Monday, May 31, 2010

Should public transportation be free

by Paul Rance

From Helium website:

With free public transport, there would seem to be benefits from a green perspective, because you would assume that there would be less people on the road. But it would be a disastrous experiment if most people still continued to habitually use cars. However, it is an idea certainly worth considering, and the more one thinks about it then the lass fanciful the whole idea seems to be.

The gridlock in some of the major cities around the world could be alleviated by free public transport - as long as enough people used the service, and other car users didn't swarm into a city thinking not so many cars would be around! Judging how people will react to new things is never that easy, but anything free does tend to make the eyes light up of most people.

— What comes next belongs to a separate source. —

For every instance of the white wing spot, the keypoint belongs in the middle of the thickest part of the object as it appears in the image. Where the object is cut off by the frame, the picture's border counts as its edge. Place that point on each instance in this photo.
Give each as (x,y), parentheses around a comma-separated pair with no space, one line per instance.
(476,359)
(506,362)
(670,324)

To make free public transport work, there would have to be a system in place which would make using public transport so much a better option than using a car. It's fair to suggest that people should normally have free choice, but it would be a good idea to bring in a free transport scheme for one day a week, and see how successful or not it was. Not allowing cars into a town or city for one day a week doesn't seem so Draconian a measure.

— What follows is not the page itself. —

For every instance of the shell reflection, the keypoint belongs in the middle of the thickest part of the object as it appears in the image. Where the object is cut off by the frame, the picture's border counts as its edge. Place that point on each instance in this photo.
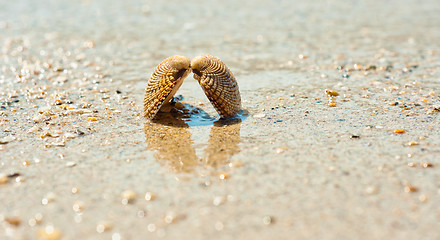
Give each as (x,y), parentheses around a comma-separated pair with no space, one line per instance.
(169,135)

There would be better air quality with less cars on the road, and make a town or city a more healthy place to visit. It would be interesting to see if the cost of providing free public transport could be offset by the increase of shoppers to a town or city. A town or city without cars would appeal to many, though would some people from outside the area think of visiting these towns and cities by car?!

The idea of not so much traffic on the road would give most people a lift. No more frustrating traffic jams, nicer air to breathe, not having to wait several minutes to cross the road, no worries about your car being broken into, and no worries of struggling to pay for petrol. Less traffic would also have the little beneficial effect of making it easier for people to get to work on time.

Ways money could be raised to fund public buses and tube trains could really come indirectly, through the boost to local economies from tourists. Another idea could be encouraging local businesses to advertise on local buses or tube trains. It is something worth at least trying. It might actually work!